Net charge-offs were $349,000 in the quarter, similar to $341,000 in the fourth quarter of 2025, McLanahan said. On an annualized basis, net charge-offs were about 0.13% of average loans. The allowance for credit losses increased to $12.6 million, or 1.15% of gross loans, from 1.12% at year-end, and the company recorded a $500,000 provision for credit losses, which McLanahan said reflected portfolio mix changes, updated economic assumptions, and “continued prudence in reserving practices.”

McLanahan said conditions across Kansas remained “generally stable,” with employment supporting borrower cash flows, though some sectors face pressure from higher operating costs and interest rates. He said management had not observed “systemic stress” within the portfolio.

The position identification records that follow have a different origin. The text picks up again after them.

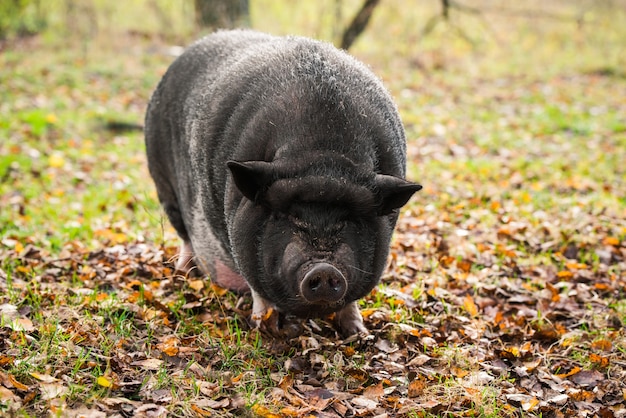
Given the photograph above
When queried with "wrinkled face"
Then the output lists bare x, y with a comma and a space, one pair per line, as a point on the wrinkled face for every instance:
317, 258
312, 244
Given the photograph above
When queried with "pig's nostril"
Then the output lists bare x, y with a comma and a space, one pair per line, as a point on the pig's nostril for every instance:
323, 283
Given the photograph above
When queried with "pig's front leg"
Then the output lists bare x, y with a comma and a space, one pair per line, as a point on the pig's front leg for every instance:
349, 320
261, 309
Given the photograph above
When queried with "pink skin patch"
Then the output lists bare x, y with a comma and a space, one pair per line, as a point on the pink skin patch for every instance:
228, 279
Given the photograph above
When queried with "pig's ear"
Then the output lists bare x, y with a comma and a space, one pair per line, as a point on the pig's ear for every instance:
251, 178
393, 192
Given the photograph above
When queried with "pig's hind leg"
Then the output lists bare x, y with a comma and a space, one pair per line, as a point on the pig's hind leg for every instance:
185, 262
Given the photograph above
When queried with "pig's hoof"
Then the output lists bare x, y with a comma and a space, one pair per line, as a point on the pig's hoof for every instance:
185, 262
349, 321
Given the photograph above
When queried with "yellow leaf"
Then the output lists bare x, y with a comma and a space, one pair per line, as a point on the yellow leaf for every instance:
17, 385
470, 306
196, 285
104, 381
43, 377
565, 274
611, 241
200, 411
604, 345
576, 266
56, 160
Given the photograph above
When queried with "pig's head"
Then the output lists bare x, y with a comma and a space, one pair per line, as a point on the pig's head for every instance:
312, 240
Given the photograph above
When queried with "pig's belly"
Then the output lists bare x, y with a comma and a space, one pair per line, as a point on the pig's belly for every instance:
228, 279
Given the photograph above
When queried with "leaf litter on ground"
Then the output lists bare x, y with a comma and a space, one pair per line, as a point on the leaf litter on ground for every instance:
504, 295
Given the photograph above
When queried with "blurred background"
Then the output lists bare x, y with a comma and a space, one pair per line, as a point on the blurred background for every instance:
429, 35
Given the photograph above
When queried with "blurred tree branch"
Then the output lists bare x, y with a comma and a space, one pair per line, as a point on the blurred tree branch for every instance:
358, 24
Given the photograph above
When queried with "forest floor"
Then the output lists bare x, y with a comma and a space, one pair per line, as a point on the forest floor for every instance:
506, 289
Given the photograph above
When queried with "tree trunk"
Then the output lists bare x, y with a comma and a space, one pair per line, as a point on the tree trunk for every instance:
222, 13
358, 24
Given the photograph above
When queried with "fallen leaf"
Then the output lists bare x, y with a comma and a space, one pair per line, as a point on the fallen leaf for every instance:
104, 381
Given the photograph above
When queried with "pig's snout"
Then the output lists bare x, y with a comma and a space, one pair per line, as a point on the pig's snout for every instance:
323, 284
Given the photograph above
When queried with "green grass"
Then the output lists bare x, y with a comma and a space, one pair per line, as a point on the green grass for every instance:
516, 130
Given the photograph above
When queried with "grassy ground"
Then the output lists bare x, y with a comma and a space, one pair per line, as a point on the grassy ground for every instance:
505, 292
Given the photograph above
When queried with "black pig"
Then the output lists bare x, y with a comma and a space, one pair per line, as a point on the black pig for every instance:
280, 162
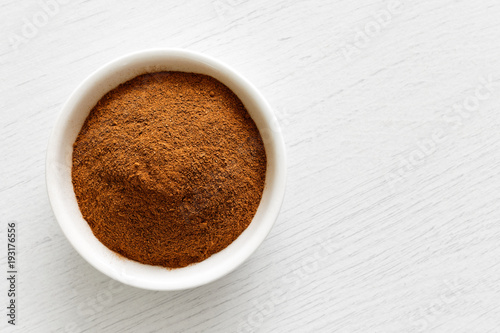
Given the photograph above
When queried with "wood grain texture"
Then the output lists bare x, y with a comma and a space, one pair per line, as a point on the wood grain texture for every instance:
384, 228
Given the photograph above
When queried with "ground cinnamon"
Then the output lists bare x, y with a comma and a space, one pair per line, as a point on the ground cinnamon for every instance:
168, 168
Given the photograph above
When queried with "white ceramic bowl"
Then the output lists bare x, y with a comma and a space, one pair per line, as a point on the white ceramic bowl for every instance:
62, 196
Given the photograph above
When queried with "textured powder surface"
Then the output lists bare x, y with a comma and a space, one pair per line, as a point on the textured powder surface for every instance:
168, 168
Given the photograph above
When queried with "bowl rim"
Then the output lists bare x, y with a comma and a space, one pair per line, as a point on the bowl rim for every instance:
273, 135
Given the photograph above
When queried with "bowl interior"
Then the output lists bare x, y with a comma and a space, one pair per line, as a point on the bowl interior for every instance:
62, 197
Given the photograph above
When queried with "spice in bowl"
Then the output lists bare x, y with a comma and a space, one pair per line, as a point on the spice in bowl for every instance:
168, 168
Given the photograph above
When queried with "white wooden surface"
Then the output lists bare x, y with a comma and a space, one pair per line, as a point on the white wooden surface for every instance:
386, 225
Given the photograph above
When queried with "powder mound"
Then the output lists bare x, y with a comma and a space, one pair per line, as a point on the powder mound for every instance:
168, 168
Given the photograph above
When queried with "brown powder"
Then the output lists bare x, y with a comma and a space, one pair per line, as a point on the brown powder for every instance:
168, 168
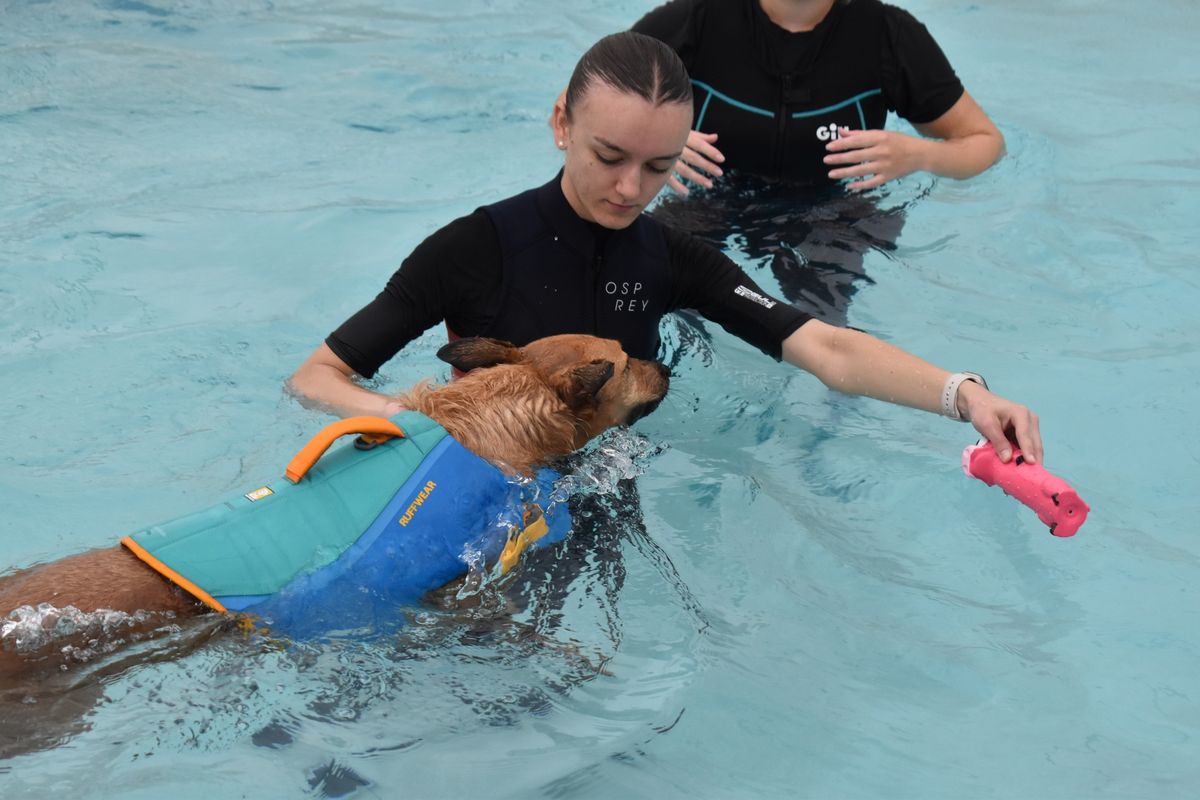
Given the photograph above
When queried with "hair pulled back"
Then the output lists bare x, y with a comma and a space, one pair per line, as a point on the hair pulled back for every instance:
631, 62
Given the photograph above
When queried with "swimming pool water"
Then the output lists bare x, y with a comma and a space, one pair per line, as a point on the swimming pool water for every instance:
821, 605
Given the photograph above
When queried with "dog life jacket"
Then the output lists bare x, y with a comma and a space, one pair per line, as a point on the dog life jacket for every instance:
351, 536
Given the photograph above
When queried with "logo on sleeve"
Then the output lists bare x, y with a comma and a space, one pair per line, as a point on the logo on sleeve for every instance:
827, 132
750, 294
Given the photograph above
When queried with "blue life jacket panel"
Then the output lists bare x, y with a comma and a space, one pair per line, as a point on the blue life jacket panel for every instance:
361, 534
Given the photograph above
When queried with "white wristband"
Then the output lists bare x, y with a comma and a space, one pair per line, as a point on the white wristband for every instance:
951, 392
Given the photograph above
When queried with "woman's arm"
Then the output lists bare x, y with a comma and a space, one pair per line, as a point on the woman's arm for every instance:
327, 383
858, 364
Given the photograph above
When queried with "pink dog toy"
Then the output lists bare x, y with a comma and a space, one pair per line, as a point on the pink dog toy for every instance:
1056, 504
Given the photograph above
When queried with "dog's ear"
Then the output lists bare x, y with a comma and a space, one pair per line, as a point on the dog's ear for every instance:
477, 352
580, 385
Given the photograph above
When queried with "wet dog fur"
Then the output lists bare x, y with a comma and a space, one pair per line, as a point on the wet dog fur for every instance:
517, 407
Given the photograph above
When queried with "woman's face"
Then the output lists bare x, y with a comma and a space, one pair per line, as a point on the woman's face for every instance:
619, 151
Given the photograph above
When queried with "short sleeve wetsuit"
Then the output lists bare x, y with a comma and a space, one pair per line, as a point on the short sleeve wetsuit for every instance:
529, 266
778, 97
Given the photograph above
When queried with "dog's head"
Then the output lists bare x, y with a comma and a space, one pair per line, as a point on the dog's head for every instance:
594, 378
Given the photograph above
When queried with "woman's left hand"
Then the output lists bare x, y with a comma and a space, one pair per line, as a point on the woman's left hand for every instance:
1001, 421
880, 155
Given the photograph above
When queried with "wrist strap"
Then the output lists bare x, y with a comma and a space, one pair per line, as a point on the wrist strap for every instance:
951, 392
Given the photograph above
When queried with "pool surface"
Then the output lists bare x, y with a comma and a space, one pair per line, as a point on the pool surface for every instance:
819, 603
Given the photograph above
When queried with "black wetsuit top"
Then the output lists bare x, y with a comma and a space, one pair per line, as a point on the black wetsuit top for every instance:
777, 97
529, 266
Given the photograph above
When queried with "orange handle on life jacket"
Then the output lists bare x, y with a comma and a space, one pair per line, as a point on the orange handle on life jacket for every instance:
372, 429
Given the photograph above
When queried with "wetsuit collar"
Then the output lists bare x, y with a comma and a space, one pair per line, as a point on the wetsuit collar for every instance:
579, 234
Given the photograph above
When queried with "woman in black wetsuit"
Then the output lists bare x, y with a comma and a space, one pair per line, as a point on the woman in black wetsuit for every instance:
579, 256
792, 96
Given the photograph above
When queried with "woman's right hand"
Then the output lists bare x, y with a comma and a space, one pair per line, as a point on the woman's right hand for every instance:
699, 163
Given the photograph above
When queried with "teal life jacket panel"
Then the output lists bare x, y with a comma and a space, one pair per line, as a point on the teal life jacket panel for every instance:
364, 533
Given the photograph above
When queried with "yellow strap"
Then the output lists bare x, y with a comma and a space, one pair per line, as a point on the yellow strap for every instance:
519, 541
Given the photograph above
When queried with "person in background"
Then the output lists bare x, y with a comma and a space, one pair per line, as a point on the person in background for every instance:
792, 96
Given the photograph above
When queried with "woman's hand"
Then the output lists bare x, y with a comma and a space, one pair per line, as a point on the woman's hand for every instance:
1001, 421
964, 143
700, 160
876, 156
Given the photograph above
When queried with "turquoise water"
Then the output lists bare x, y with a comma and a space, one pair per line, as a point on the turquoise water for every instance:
192, 194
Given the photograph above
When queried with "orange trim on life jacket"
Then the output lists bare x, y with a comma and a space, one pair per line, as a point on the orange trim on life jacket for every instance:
174, 577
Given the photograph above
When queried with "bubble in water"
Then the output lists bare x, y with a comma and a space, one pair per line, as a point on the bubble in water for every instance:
28, 629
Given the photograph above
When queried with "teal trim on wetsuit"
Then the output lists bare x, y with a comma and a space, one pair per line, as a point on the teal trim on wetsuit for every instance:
777, 98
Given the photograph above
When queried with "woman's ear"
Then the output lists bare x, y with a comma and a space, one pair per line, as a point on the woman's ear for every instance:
559, 122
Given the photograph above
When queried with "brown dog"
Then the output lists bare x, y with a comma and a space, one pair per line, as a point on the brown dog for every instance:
517, 408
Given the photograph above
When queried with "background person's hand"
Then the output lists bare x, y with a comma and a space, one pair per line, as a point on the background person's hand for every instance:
876, 156
699, 163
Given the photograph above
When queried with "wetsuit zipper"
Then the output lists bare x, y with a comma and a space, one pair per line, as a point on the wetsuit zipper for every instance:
597, 265
785, 86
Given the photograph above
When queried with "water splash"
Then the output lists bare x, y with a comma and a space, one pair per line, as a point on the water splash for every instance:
616, 456
28, 630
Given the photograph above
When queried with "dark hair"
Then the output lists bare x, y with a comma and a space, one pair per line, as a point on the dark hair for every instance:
634, 62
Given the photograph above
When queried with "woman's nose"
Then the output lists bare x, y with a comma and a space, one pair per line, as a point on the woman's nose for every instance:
629, 182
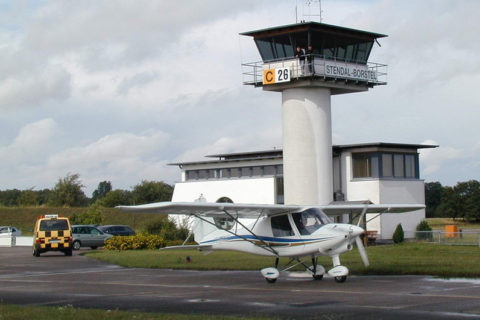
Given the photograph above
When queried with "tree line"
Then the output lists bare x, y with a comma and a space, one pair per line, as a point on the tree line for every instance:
461, 201
68, 192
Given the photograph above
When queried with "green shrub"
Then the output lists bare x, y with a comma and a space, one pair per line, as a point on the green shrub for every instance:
423, 229
137, 242
398, 235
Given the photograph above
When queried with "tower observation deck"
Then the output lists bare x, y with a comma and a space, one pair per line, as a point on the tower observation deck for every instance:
338, 58
308, 62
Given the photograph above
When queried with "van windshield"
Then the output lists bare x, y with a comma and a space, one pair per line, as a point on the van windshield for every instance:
50, 225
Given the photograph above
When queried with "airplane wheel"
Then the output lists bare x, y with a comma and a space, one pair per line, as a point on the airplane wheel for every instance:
76, 245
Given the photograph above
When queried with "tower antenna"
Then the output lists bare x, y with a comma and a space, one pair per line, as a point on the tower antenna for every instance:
311, 10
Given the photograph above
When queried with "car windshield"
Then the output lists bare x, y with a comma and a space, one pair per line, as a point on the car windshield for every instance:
50, 225
309, 221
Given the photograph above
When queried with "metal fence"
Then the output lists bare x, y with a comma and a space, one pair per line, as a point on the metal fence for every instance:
464, 238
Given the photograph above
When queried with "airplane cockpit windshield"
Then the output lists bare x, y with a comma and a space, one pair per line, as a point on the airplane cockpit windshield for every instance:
310, 220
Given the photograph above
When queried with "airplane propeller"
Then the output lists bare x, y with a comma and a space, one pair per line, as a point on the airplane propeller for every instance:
362, 251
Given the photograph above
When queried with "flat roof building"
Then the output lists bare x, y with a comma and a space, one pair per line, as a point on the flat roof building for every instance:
376, 172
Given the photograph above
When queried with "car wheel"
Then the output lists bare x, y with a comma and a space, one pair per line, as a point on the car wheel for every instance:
76, 245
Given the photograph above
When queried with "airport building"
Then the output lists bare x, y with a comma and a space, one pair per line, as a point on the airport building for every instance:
374, 172
307, 63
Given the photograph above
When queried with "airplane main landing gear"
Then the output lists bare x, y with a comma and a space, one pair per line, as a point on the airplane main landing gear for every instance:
338, 272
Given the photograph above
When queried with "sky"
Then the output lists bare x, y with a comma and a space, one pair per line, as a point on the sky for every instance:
117, 90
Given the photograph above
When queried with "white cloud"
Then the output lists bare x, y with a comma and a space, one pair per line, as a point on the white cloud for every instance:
433, 160
51, 83
30, 143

Wendel also highlighted capital and shareholder returns, stating tangible common equity to assets increased to 8.11% and tangible book value per share ended the quarter at $20.89. She said the board declared a cash dividend of $0.21 per share payable May 28 to shareholders of record May 14, marking the company’s 99th consecutive quarterly cash dividend since the parent company’s formation in 2001.

Looking ahead, Wendel said Landmark plans to make “targeted investments in revenue generating activities” while evaluating opportunities to improve efficiency and modernize how it delivers banking services across its footprint.

About Landmark Bancorp NASDAQ: LARK

Landmark Bancorp, Inc is the bank holding company for Landmark Community Bank, a community‐focused financial institution. The company provides a full range of deposit and lending products through its subsidiary, including checking and savings accounts, certificates of deposit, residential mortgages, home equity lines of credit and small business loans. Landmark Bancorp emphasizes personalized service, leveraging local decision-making to meet the unique needs of individuals and local enterprises.

In addition to traditional deposit and lending services, Landmark Bancorp offers comprehensive cash-management and treasury solutions for commercial clients.